Wash your hands - make your hands clean

· August 27, 2015

We’re ready to sit down to eat. The kids comes running and I do the regular check-up: Nope - all hands, some of the faces covered in dirt. Me:

Wash your hands!

The run off, remarkably without complaining. 15 seconds all three of them are back. Hands, faces and much of the shirts are dripping with water. Hands and faces are still dirty.

This is my fault. I was really just focusing on the activity rather than the outcome. I see this sickness in myself, many organizations and even our community at large.

In this post I wanted to examine this thought a little closer. I have no idea where I might end up, but I’ll type on for awhile and then structure it into something worth reading… or you’ll never read this

My favorite verb-form (what kind of sick person have favorites among verb forms…) is Imperative! It’s so funny to use for things that you cannot really demand;

  • LOVE!
  • Be passionate!
  • Happy, Now!
  • Self-organize!
  • Be creative! Faster!

Imperative is really bad coaching (and parenting as we saw). The feeling of Imperative is that it closes down options. It prescribes steps and procedure and leaves less room for questioning. It has a correct and a wrong way to do it, I know this. These are the steps - now execute!

It focus on the activity; wash your hands.

Imagine if I instead had told my kids:

Find a way to make your hands clean

Which, I now realize, also is imperative but in another tone. Crap - it didn’t hold up…

Now I’m creating options. I trigger creativity and innovation. I humble myself before the fact that they might find better ways than I thought of.

Also this way of putting it focus on the outcome; clean hands.

Outcomes or activities?

There’s many things that is discussed in the IT community today that comes back to this simple distinction; are we focusing on activities or the outcome of our work?

The General (world wide leader) of the Salvation Army - General Andre Cox puts this beautiful in this video:

From time to other ideas takes foothold in the community that put this distinction to it’s test. I think my favorite example right now is mob programming that I’ve written about at CodeBetter, for an introduction.

Here the ways, procedures, activities that we used to do gets challenged. And much of the criticism and objections I get when talking about this concept is around that; “that cannot be efficient?”, “so some people are just going to sit around?” or “how will this look in front other teams”.

I’ve very seldom heard any criticism about the outcome from a mob programming team; “that produces crap software”, “people are miserable in a mob” or “we lost money due to the mob”
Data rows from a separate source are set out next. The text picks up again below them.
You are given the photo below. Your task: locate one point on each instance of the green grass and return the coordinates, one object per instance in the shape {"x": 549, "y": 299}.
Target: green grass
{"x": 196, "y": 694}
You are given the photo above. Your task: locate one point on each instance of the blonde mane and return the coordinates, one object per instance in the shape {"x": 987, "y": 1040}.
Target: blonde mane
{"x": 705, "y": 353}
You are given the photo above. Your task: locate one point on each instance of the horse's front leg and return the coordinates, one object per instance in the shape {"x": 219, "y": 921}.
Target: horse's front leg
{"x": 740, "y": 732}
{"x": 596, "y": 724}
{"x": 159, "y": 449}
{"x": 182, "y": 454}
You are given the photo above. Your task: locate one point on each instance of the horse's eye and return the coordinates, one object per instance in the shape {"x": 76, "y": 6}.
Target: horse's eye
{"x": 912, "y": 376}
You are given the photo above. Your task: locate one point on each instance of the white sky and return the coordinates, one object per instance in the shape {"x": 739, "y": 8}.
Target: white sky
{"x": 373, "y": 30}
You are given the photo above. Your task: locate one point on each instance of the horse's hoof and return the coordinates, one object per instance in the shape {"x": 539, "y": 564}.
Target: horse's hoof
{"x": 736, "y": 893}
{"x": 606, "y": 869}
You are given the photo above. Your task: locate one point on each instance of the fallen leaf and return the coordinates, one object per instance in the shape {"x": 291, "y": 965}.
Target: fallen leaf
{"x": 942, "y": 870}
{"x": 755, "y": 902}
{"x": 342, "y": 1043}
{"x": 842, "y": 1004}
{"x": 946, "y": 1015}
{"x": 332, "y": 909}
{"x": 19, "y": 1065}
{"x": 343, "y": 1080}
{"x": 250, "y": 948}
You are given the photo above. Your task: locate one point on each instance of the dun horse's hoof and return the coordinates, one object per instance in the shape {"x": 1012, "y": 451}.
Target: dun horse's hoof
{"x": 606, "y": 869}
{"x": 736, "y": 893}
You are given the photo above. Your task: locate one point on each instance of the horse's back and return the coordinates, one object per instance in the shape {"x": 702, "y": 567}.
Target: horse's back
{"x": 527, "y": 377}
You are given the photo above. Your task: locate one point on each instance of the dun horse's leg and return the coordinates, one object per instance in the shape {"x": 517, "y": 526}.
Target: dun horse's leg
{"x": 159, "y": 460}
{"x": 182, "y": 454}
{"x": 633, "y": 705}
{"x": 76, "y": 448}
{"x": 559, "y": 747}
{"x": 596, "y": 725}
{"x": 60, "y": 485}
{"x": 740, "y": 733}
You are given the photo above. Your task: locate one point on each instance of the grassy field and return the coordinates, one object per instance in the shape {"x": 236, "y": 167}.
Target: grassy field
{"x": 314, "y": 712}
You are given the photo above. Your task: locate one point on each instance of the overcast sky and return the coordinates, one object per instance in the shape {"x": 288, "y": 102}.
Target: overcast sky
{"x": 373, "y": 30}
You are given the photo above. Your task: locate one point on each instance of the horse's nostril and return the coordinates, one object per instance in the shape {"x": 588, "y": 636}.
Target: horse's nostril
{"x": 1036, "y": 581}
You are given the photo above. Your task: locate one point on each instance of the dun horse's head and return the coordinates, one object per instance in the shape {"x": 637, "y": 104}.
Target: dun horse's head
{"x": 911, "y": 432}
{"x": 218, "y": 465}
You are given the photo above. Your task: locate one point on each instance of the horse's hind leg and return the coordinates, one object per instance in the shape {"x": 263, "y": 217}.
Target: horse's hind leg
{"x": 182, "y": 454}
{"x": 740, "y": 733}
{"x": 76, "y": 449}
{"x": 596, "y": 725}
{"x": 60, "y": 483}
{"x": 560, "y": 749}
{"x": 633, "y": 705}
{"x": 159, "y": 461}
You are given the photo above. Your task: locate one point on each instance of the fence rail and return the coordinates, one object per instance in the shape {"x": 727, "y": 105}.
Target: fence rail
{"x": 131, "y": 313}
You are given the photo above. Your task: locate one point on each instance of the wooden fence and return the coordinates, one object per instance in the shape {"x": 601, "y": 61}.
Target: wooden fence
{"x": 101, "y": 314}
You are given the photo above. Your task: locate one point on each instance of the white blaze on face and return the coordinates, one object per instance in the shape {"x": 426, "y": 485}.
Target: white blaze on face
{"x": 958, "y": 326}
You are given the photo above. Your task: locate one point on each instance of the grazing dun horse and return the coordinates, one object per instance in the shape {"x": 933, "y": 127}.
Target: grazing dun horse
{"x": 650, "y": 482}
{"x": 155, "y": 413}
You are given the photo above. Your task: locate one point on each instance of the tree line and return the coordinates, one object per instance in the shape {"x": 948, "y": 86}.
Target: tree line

I’m suspecting that agile, xp, pair programming, tdd, continuous delivery, micro service or basically anything “new” was criticized in the same way when it first was introduced.

The criticism is healthy, don’t get me wrong. But I rather focus on the outcomes from the new practice rather than if the activities in it are correct, follows my current thinking or can be fitted in my current ways of working. If the practice is any good it should show in the outcomes from it, right?

Newer is always better - it’s my oldest saying

Newer is always better - it's my oldest saying
Barney Stinson - How I met your Mother

As readers of this blog can see over the years, I change a lot. I get ga-ga over things. Sometime “GA-GAAaaaaaa!” even. And then something new catches my attention. And then the next thing and so on.

I think that what I know now, what I believe now, what I think is the right way now - all of those things are only best so far. There’s always something better coming.

I guess that makes me liberal … a least not conservative. [Footnote; first remotely political statement on this blog, ever. And last - hopefully ]

  • Agile - best so far.
  • Kanban - best so far.
  • Continuous deliver
  • Estimates
  • No Estimate
  • Mob programming
  • Node
  • Koa
  • .NET
  • Self-organizing
  • Teal organizations
  • [newest thing you heard that blows your mind with innovation and produces amazing outcomes you couldn’t dream of]
No - I promise you! Then the blog post went on like that for about 60 pages listing every practice he's ever heard of. It was a drag...

I’ll save you from that…

But check this short list above. Why will they all be replaced? And what will they be replaced by? What in Barney Stinson funny quote is wrong?

All of the things above will be replaced by something that procedures better outcomes faster. At least I’m willing to try that for anything in my partial list above.

Barney is wrong because it’s not the “newness” in the thing that makes it better. It’s the “better”.

It would be very sad if mob programming was the best the human kind ever invented. Or Agile. Or Estimates. Or NoEstimates. After that nothing better would ever come. So sad.

Summary

I’m looking for better than what we do today.

What is that? No idea. Better outcomes. Better ways to reach our goals.

There’s comfort in these not knowing what those “better” ways and practices are. Just be open, humble and willing to learn and you will get better.

There’s also bad news… everything we do today will be changed. That reminds me about something; Ah - the universe, the world, evolution, human kind, knowledge, science … and stuff.

Now; Find a way to make your hands clean!